Когда очнулась, маленькое окошко в моей темнице посветлело. Выйти боюсь. Смотрю в зеркало. Висок покраснел от его удара. Расплела косы, отделила пряди по обеим сторонам, подрезала – получилась длинная челка, она прикрыла виски. Нет, в школу так не могу идти, да еще опухшим лицом и покрасневшими глазами.
Жду. Прислушиваюсь. Тихо. Отодвигаю стиральную машину, осторожно открываю дверь, ступаю на цыпочках. Меня качает, придерживаюсь за стенку. Слышу прерывистый храп из моей комнаты. Заглядываю. Спит на кровати, рука свешивается, рот открыт. Мерзкий запах алкоголя и пота вызывает брезгливость. Стараясь не шуметь, одеваюсь и выхожу на улицу. Солнце бледное, небо хмурое. От холодного ветра слезятся глаза.
Еду в поселок. «Не надо пугать бабушку и дедушку, – думаю я. – Но как? Что же я им скажу? Почему не в школе?»
Захожу во двор, бабушка возле летней кухни. Увидев меня, ахнула, подбежала.
– Что случилось? И что ты сделала с волосами? – Увидев синяк, заплакала. – Дедушке не показывай, он его убьет, грех на душу.
Из кухни вышел дед.
– Что, опять запил? – сказал он сердито. – Толку с ним не будет.
– Да, пьяный утром пришел, – приходится лгать. – Ругался всякими словами, я испугалась.
– Он тебя не тронул? – спрашивает бабушка, когда мы остаемся одни.
– Нет, – отвечаю, наклоняясь к тарелке. Мне стыдно об этом говорить, не то что представить. – Пытался… – Я плачу.
– О господи, – закачала она головой. – Поживи здесь. В школу на автобусе поездишь. Ничего, пораньше будешь просыпаться. Не переживай, Верочка, мама поправится. Вчера я ездила к ней в больницу. Сказали, через неделю выпишут. К вам не зашла, ты в школе была.
Дедушка затопил для меня баню. Я безжалостно тру себя мочалкой, кажется, скоро кожу сдеру, но не могу избавиться от омерзительного ощущения рук отчима, его запаха. Знаю, с тела это уйдет, но как избавиться от того, что в душе? Хорошо бы иметь в памяти ячейку «Сброшенное и забытое».
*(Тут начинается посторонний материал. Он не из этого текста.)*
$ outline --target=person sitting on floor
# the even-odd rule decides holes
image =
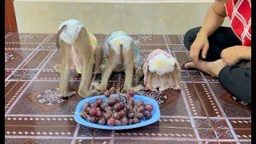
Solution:
[[[221,26],[226,16],[231,27]],[[217,77],[234,99],[250,105],[251,67],[238,62],[251,59],[251,0],[215,0],[202,26],[186,33],[184,45],[192,59],[186,68]]]

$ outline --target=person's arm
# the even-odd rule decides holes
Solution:
[[[222,26],[226,16],[224,4],[215,1],[208,10],[203,25],[190,47],[190,56],[193,62],[198,62],[201,50],[202,50],[202,57],[206,58],[209,49],[208,36]]]
[[[251,46],[234,46],[224,49],[222,51],[221,57],[228,64],[235,64],[241,59],[251,59]]]
[[[238,53],[239,58],[241,59],[251,59],[251,46],[237,46],[238,49],[240,49],[240,52]]]
[[[224,4],[215,1],[210,6],[198,34],[212,34],[224,22],[226,17]]]

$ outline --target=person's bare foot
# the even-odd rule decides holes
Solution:
[[[190,62],[185,64],[185,67],[194,68],[207,73],[214,77],[218,77],[219,71],[226,66],[226,63],[222,59],[218,59],[214,62],[198,61],[197,63]]]

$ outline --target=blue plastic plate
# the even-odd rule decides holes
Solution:
[[[125,129],[134,129],[134,128],[138,128],[138,127],[142,127],[145,126],[150,125],[152,123],[156,122],[157,121],[159,120],[160,118],[160,110],[159,110],[159,106],[158,103],[153,98],[148,98],[146,96],[143,95],[134,95],[134,101],[137,102],[138,100],[142,100],[142,102],[146,103],[150,103],[153,106],[153,111],[151,112],[152,114],[152,118],[150,119],[142,119],[139,123],[137,124],[133,124],[133,125],[128,125],[128,126],[109,126],[107,125],[106,126],[102,126],[95,123],[91,123],[86,119],[84,119],[82,116],[81,114],[82,113],[83,110],[83,104],[86,102],[95,102],[95,100],[98,98],[101,98],[103,100],[106,99],[106,98],[104,95],[99,95],[99,96],[95,96],[95,97],[90,97],[88,98],[85,98],[79,102],[78,104],[78,106],[76,108],[74,118],[74,120],[80,123],[81,125],[86,126],[89,127],[93,127],[93,128],[97,128],[97,129],[105,129],[105,130],[125,130]]]

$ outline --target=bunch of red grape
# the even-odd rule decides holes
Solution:
[[[127,94],[116,93],[111,89],[106,90],[108,98],[103,101],[97,98],[94,102],[86,102],[82,116],[87,121],[100,125],[127,126],[139,123],[141,120],[150,119],[153,106],[142,101],[134,102],[133,90]]]

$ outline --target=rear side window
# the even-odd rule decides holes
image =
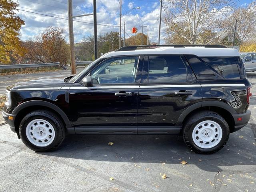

Ночью бабушка легла со мной. Я вдыхала ее запах, держала, как в детстве, за руку, а она гладила меня по голове, что-то приговаривала: с этими словами, похожими на молитву, я и заснула.
В день выписки мамы мы с бабушкой рано утром приехали в нашу квартиру. Степана не было. Открыли окна, чтобы выгнать стойкий запах алкоголя, выбросили бутылки и мусор, перемыли посуду. Я занялась полами и стиркой. Под кроватью нашла кулон с фениксом и заплакала. Хорошо, что бабушка не видела моих слез – она готовила обед.
Маму привезли на такси. Она слаба и бледна, еле поднялась по ступенькам и легла на кровать. Бабушка решила остаться у нас на несколько дней, чему я несказанно рада.
После обеда мама осторожно спрашивает меня:
– Вера, тебя Степан не обижал?
– Нет, мама. – Глаза опущены в книгу.
– Он пил снотворное? – В руках у нее неполный аптечный флакон. – Откуда у нас это лекарство?
– Я не знаю.
Снотворное у нас никто не употреблял. Мама задумалась. Лицо ее настолько сердито, что все у меня внутри сжалось.
– Вера, ты должна мне сказать, – настаивает она.
Я коротко рассказываю, стараясь не напугать ее.
– Значит, он тебя напоил снотворным. Но он тебя не тронул? – Она вот-вот заплачет.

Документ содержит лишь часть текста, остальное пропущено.